ガリレオの雑学11選!死後に右手の中指を切り取られた

イタリアの科学者ガリレオ・ガリレイは、1564年にピサで生まれ、1642年にこの世を去りました。

父は名の知られた音楽家で、はじめは医学の道を志しますが、やがて数学や天文学に強く引かれていきます。

望遠鏡で宇宙の姿を確かめ、近代科学の扉を開いた人物として知られる一方で、その生涯には裁判や後世の伝説など、意外なエピソードもたくさん残されています。

そんなガリレオ・ガリレイにまつわる雑学を11個ご紹介します。

1. 望遠鏡は発明でなく改良

望遠鏡は発明でなく改良

ガリレオが1609年に自作した望遠鏡は、彼が一から発明したものではなく、前年にオランダで考案されていた道具をより高性能に改良したものでした。

それでも当時としては最高クラスとされる約30倍の倍率を実現し、夜空の天体を観測するうえで大きな力を発揮したのです。

2. 木星の四つの衛星発見

木星の四つの衛星発見

1610年、ガリレオは木星のまわりを回る四つの衛星を発見し、地球以外の惑星に衛星が見つかった史上初めての例となりました。

当初はパトロン、つまり後援者であったメディチ家にちなんで、これらの星を「メディチ星」と名づけ、時の君主トスカーナ大公に献上しています。

3. ピサの斜塔の落下逸話

ピサの斜塔の落下逸話

ピサの斜塔から重さの違う物体を同時に落としたという有名な逸話が伝わりますが、本人の著作にはその記述がなく、後世に弟子のヴィヴィアーニが書き残したものとされています。

そのため、実際に塔の上から落とす実験をしたのかどうかは、はっきりとは分かっていません。

4. 金星の満ち欠けを観測

金星の満ち欠けを観測

1610年の末、ガリレオは金星が月と同じように満ち欠けし、大きさも変わって見える様子を望遠鏡ではっきりとらえました。

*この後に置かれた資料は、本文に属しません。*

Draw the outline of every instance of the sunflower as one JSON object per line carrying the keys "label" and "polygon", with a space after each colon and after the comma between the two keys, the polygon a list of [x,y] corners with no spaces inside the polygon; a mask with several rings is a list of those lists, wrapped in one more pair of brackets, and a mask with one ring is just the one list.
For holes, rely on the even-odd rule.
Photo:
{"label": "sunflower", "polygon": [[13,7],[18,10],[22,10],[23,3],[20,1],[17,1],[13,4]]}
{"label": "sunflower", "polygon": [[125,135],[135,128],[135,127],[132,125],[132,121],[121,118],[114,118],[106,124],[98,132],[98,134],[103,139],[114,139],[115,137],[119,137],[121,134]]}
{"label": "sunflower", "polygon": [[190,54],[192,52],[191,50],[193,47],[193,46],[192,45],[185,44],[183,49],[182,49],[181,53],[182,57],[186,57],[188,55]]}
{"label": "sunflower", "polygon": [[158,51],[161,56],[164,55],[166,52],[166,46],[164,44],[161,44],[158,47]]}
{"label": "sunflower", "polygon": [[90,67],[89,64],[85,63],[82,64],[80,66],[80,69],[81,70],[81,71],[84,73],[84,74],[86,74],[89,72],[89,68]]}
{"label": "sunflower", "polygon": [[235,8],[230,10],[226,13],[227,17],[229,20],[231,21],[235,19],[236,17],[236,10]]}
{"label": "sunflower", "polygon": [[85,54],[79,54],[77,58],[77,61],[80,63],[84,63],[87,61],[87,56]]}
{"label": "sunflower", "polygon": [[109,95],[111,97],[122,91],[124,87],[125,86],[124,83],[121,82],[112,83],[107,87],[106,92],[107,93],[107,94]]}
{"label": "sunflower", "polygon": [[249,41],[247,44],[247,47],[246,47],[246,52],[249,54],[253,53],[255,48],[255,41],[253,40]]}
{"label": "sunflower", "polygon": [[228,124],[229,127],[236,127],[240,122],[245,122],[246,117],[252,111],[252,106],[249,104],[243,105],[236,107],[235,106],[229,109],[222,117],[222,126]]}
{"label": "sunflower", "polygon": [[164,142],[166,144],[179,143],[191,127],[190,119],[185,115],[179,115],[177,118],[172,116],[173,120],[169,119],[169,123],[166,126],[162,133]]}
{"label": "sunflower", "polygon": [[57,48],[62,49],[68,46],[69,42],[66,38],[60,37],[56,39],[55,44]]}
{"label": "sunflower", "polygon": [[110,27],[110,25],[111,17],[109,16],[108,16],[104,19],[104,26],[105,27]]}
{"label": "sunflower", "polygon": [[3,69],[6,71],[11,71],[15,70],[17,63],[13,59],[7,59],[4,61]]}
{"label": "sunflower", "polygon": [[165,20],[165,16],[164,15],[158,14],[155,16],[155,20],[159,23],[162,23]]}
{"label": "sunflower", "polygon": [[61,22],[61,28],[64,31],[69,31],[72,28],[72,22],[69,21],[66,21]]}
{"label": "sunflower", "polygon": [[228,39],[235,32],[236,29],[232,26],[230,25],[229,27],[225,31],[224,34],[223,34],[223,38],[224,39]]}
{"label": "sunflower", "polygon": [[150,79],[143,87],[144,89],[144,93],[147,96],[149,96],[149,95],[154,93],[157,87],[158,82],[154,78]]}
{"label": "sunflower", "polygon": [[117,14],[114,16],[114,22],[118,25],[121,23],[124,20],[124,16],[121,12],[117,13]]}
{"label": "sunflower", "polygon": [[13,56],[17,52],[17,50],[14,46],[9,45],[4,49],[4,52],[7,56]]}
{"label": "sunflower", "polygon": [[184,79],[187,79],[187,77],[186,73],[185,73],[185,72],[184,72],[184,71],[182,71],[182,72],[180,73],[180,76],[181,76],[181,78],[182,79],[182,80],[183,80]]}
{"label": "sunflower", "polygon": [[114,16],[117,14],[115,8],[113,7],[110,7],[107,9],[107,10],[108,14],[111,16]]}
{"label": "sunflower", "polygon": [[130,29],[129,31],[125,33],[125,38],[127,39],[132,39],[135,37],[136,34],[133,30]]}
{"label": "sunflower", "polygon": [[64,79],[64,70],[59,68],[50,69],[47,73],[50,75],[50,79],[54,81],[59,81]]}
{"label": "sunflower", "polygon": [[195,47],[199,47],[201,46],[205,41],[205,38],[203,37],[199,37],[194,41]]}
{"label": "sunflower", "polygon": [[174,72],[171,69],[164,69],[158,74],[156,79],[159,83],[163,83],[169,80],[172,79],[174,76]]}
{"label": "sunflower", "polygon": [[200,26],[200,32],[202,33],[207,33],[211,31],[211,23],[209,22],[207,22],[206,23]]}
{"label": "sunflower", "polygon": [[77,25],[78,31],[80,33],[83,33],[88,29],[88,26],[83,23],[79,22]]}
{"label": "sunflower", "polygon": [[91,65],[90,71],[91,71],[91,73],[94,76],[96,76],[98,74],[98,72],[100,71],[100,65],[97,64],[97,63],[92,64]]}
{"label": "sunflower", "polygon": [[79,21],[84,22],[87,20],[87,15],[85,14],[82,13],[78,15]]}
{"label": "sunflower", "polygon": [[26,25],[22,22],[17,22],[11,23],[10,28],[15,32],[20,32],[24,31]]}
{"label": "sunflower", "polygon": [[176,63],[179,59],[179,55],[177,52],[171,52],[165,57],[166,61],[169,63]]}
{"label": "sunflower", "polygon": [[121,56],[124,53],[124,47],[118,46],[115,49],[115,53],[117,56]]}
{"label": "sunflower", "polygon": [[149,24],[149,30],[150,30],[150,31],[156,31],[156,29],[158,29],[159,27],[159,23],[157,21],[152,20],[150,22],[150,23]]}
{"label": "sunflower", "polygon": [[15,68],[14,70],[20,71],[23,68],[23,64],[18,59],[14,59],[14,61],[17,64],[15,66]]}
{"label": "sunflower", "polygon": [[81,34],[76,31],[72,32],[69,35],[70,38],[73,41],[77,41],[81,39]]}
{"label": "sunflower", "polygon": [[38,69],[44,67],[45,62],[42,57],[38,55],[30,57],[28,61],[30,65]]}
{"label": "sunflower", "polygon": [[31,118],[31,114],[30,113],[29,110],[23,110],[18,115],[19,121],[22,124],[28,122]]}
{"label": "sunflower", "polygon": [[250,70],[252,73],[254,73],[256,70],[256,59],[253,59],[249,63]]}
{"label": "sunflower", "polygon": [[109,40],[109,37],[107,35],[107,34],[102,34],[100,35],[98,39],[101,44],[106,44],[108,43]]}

これは金星が地球ではなく太陽のまわりを回っている動かぬ確かな証拠となり、地球を中心と考える天動説を覆す大きな決め手の一つになったのです。

5. 振り子の等時性に気づく

振り子の等時性に気づく

17歳頃のガリレオは、大聖堂でシャンデリアが揺れる様子を自分の脈で計り、振れ幅の大小によらず一往復にかかる時間が変わらない振り子の等時性に気づいたという逸話が伝わります。

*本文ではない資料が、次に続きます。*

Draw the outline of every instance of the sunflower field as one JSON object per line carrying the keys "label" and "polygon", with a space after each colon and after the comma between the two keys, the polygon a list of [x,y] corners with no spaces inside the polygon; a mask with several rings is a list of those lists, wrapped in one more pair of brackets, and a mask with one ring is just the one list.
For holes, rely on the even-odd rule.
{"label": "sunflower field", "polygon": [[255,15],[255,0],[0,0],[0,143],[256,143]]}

これも後年、弟子であったヴィヴィアーニが書き残して広まった逸話とされています。

6. 裁判で自宅軟禁の判決

裁判で自宅軟禁の判決

1633年、ガリレオは教会が信仰の正しさを裁く異端審問という宗教裁判にかけられ、地動説を唱えたことで有罪とされてしまいました。

そして牢に入れられる代わりに、生涯にわたって自宅から一歩も出ることを許されない自宅軟禁という重い判決を受けることになったのです。

7. 地球は動くという名言

地球は動くという名言

裁判のあとにガリレオが「それでも地球は動く」とつぶやいたと語り伝えられていますが、本人の著作にも同時代の人々の証言にもその言葉は見当たりません。

実はこの名言が初めて文章に登場するのは、彼の死後100年以上たった1757年のことで、後世の創作とされています。

8. 1992年に名誉回復

1992年に名誉回復

教会に厳しく罰せられたというイメージが強いものの、ガリレオは実のところ破門されたわけではなく、死後もカトリック信徒のままでした。

そして1992年には教皇ヨハネ・パウロ2世が当時の裁判の誤りを公式に認め、実に長い年月をへてようやくガリレオの名誉を回復したのです。

9. 娘からの124通の手紙

娘からの124通の手紙

ガリレオは生涯結婚することはありませんでしたが、内縁の女性との間に二人の娘と一人の息子、あわせて3人の子どもをもうけました。

修道女となった娘マリア・チェレステから父にあてた手紙が124通もそっくり現存しており、親子の深い愛情ときずなを今に伝えています。

10. 切り取られた右手の中指

切り取られた右手の中指

ガリレオは死後しばらく目立たない場所にひっそりと葬られていましたが、95年後の1737年に壮麗な記念の墓へと改葬されました。

その作業の際に右手の中指などが記念として切り取られ、その指は今もイタリア・フィレンツェのガリレオ博物館で大切に展示されています。

11. 軍事コンパスで副収入

軍事コンパスで副収入

1590年代のガリレオは、測量や砦術の計算に使えるたいへん便利な幾何軍事コンパスという道具を考案し、これを約100個も製作して販売しました。

さらに若い貴族への数学のレッスンなども合わせて、大学からの給料を補うかなり大きな副収入を得ていたと伝えられています。